Wednesday, December 23, 2015

UK's child soldiers

It is a curious anomaly that 16-year-olds cannot drink alcohol, vote, or drive a car – but they can join the army.

Britain remains the only country in Europe to recruit 16-year-olds into its armed forces. This is despite recommendations from the United Nations committee on the rights of the child and the parliamentary joint committee that the minimum age for recruitment be raised to 18.

In 2007, the head of the army’s recruitment strategy, Colonel David Allfrey, spoke about the “new model” in raising awareness. “It starts with a seven-year-old boy seeing a parachutist at an air show and thinking, ‘That looks great.’ From then the army is trying to build interest by drip, drip, drip.”

There can be little doubt that the thousands of annual visits to secondary schools and colleges made by the armed forces, together with the estimated £26m that the MoD spends each year on combined cadet force units, are designed to act as an enticement to a career in the services.

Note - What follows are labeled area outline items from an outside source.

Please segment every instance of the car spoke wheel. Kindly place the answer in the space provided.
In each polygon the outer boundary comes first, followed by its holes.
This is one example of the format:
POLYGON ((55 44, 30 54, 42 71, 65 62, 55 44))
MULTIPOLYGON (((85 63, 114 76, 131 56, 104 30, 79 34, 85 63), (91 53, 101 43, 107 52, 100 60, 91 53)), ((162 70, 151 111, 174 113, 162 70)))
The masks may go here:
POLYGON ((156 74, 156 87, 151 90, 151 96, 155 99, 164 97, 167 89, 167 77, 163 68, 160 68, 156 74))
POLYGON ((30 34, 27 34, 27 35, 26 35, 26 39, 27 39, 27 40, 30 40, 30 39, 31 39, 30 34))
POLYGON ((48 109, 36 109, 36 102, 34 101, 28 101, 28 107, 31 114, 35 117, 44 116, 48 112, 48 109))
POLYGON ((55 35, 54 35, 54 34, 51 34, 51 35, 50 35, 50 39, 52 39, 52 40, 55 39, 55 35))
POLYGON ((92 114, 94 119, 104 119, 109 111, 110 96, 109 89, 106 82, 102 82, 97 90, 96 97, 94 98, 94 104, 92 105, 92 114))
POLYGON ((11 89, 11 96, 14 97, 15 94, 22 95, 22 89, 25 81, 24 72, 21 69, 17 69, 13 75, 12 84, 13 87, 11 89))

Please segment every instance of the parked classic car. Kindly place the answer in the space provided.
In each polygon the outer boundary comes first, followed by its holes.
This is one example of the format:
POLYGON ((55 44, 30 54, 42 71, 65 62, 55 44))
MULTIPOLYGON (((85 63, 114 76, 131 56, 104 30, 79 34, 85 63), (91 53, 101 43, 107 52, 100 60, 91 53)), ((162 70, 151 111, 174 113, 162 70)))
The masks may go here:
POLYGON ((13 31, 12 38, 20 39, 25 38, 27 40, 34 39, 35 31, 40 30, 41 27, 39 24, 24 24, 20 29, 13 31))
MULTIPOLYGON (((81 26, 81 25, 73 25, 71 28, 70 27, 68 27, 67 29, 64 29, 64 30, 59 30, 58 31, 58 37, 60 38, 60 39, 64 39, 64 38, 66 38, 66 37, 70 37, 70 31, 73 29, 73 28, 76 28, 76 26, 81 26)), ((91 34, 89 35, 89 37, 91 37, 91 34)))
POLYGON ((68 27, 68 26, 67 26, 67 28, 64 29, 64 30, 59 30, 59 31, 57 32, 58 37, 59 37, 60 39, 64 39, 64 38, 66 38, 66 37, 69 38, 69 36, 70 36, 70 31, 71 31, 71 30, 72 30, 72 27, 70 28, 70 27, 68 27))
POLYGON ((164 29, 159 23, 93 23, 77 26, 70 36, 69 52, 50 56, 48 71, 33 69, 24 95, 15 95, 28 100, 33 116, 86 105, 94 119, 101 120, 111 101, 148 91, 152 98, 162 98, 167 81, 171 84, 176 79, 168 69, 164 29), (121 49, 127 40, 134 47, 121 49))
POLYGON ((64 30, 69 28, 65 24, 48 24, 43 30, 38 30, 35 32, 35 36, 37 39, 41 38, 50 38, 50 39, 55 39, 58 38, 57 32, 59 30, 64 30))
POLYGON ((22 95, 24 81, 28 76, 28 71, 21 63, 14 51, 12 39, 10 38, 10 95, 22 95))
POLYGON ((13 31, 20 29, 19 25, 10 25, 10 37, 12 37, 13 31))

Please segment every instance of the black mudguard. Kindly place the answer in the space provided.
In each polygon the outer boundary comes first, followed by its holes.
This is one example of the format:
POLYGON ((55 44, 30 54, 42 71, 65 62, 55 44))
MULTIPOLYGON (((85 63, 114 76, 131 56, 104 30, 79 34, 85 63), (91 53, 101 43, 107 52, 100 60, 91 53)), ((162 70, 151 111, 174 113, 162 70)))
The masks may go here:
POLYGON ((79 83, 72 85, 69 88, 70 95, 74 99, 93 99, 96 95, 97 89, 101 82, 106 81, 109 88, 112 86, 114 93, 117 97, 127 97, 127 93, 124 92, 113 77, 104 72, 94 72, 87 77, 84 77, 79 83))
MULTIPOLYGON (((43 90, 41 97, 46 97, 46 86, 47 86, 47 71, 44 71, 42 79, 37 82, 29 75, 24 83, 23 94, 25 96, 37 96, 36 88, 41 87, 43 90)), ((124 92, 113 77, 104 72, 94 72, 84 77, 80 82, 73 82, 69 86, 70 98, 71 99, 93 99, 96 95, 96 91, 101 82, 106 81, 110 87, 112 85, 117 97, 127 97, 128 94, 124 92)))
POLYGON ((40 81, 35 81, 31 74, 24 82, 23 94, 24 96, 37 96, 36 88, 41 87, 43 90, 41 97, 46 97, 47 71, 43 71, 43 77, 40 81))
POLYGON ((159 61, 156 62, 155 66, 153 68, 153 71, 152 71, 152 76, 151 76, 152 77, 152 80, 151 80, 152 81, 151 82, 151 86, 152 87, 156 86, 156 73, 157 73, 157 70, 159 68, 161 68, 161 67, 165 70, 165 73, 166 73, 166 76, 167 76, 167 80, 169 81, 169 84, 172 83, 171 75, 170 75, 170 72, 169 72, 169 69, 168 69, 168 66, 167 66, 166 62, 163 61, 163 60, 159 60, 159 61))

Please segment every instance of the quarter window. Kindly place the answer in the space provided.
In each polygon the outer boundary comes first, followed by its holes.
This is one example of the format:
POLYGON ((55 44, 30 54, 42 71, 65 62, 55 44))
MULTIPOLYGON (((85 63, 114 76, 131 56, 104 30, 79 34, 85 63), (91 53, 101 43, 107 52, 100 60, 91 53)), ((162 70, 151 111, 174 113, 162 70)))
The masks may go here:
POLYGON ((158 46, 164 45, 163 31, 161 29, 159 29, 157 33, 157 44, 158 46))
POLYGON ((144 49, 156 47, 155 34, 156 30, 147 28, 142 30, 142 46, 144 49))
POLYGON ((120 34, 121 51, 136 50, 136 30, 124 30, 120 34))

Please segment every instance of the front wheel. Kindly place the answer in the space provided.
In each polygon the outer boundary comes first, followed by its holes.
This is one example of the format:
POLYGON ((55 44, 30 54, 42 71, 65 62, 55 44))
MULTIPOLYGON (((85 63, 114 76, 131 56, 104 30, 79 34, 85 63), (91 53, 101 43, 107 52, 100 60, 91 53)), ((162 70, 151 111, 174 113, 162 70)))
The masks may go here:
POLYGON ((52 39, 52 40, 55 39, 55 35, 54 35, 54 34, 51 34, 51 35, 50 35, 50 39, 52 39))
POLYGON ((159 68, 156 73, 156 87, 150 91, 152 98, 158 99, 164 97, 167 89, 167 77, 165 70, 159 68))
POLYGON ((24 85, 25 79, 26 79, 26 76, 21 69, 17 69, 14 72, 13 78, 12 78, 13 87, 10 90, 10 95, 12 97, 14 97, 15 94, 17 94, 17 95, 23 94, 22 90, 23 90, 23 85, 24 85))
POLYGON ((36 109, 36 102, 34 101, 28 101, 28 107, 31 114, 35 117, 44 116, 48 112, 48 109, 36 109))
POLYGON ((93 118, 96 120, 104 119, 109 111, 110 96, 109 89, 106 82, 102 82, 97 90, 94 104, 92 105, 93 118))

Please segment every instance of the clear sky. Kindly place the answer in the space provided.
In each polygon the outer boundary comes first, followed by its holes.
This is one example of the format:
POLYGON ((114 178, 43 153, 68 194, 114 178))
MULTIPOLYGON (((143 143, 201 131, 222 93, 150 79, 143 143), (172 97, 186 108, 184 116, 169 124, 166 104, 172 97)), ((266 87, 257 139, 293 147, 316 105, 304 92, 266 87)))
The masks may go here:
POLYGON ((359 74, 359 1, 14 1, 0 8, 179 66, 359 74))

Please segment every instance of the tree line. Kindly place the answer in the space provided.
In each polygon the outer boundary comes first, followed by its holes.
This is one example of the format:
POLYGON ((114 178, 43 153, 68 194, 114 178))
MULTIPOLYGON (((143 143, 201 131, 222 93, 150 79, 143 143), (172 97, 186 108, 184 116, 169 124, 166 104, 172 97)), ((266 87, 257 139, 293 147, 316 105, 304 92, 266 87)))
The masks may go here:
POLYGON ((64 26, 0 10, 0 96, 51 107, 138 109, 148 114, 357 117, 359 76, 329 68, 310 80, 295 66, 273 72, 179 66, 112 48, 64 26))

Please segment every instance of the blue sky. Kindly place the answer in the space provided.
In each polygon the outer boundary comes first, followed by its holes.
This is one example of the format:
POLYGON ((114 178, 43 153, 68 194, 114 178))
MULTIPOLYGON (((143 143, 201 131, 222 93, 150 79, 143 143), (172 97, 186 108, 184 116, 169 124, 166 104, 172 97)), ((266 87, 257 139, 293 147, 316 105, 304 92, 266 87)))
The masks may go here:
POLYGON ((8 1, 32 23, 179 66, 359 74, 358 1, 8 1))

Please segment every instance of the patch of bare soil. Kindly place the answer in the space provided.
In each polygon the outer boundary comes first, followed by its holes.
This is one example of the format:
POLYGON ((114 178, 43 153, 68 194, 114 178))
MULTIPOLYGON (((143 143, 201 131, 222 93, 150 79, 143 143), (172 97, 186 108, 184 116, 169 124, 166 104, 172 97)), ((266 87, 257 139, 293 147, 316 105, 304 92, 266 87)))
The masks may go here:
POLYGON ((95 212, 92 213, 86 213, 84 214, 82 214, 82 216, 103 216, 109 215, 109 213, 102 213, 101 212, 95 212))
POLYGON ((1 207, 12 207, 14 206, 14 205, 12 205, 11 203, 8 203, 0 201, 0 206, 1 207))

As the learning resource package, sent in 2014 to every school in the UK by the Department for Education, noted, it is “always challenging and fun”.

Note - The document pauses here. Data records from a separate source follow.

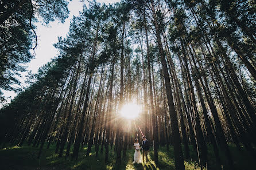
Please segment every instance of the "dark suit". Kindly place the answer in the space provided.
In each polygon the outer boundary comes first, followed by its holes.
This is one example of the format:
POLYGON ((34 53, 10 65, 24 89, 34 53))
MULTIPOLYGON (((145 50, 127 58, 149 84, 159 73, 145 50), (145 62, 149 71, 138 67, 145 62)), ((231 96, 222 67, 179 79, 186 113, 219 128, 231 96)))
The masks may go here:
POLYGON ((142 144, 141 145, 142 149, 142 161, 144 162, 144 157, 146 155, 146 161, 148 163, 149 159, 148 158, 148 151, 149 151, 149 143, 148 140, 145 140, 145 141, 142 141, 142 144))
POLYGON ((147 139, 146 139, 145 142, 144 141, 142 141, 142 145, 141 145, 141 148, 142 149, 143 151, 149 151, 149 144, 147 139))

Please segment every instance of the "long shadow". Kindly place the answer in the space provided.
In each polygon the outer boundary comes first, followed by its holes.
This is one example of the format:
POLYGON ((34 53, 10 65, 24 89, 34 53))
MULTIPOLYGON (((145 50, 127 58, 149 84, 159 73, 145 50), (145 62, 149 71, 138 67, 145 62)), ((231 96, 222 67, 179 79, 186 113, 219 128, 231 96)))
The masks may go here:
POLYGON ((126 165, 128 164, 129 160, 129 159, 128 158, 128 156, 126 156, 126 157, 122 159, 122 162, 121 163, 115 163, 113 166, 113 168, 112 169, 112 170, 126 169, 126 165))

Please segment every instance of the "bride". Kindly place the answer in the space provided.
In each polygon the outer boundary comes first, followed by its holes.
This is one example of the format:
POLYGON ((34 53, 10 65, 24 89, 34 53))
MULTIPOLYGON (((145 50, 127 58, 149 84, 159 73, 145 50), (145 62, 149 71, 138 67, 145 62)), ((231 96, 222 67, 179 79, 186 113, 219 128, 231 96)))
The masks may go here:
POLYGON ((138 139, 136 139, 135 140, 135 143, 133 144, 133 146, 135 149, 135 152, 134 152, 134 160, 133 161, 133 164, 137 163, 139 164, 141 163, 141 151, 140 149, 141 149, 139 147, 140 145, 139 144, 139 140, 138 139))

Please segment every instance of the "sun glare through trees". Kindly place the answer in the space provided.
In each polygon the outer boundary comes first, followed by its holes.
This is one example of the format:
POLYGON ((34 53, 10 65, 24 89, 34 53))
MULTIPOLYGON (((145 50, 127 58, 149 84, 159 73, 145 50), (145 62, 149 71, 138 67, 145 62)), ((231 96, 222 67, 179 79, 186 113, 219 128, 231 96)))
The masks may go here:
POLYGON ((1 169, 255 169, 256 1, 81 0, 58 56, 13 88, 31 22, 64 21, 69 1, 0 1, 0 102, 20 92, 0 109, 1 169))
POLYGON ((141 108, 133 103, 129 103, 123 105, 120 113, 122 117, 127 119, 134 119, 141 113, 141 108))

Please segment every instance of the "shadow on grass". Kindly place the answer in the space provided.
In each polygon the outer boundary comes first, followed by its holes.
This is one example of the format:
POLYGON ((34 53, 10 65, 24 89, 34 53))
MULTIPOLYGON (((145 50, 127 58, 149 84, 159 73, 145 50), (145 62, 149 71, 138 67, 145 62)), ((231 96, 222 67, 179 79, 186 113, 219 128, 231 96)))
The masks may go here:
MULTIPOLYGON (((191 147, 191 146, 189 146, 191 147)), ((235 146, 230 145, 230 148, 233 156, 235 169, 254 169, 255 158, 242 148, 242 152, 239 152, 235 146)), ((191 159, 185 161, 187 170, 200 169, 197 162, 196 152, 192 152, 191 149, 191 159)), ((28 147, 26 144, 22 147, 9 146, 0 149, 0 160, 1 169, 28 169, 28 170, 79 170, 79 169, 100 169, 100 170, 173 170, 175 169, 174 151, 173 147, 170 147, 167 151, 165 147, 158 149, 159 163, 156 166, 154 158, 153 149, 149 152, 148 158, 149 161, 146 164, 133 164, 134 149, 127 150, 126 156, 123 158, 122 163, 115 164, 116 155, 115 152, 110 148, 109 163, 104 163, 104 150, 103 153, 99 154, 96 158, 94 152, 94 146, 92 148, 92 153, 86 156, 87 148, 83 148, 79 152, 78 159, 71 159, 72 151, 71 151, 70 156, 67 160, 65 159, 65 151, 63 156, 59 157, 58 154, 55 153, 55 145, 52 145, 48 149, 44 148, 41 157, 36 159, 38 148, 28 147)), ((215 167, 215 159, 212 146, 209 146, 207 159, 209 161, 208 169, 216 169, 215 167)), ((223 169, 229 169, 226 165, 224 154, 220 151, 222 160, 223 162, 223 169)), ((234 169, 232 169, 234 170, 234 169)))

The armed forces continue with their policy of targeting their school visits disproportionately to schools in deprived areas and children from low-income families, the Department of Education ignores the UN’s recommendations that some form of peace education should be part of the curriculum in UK state schools, and supports initiatives encouraging a military ethos. 
“Every child can benefit from the values of a military ethos,” said Michael Gove, then education secretary, in 2012. The £45m spent on projects from the cadet expansion programme to the Troops to Teachers scheme, together with hopes for military sponsorship of academies and free schools, shows that the department is prepared to put its money where its mouth is.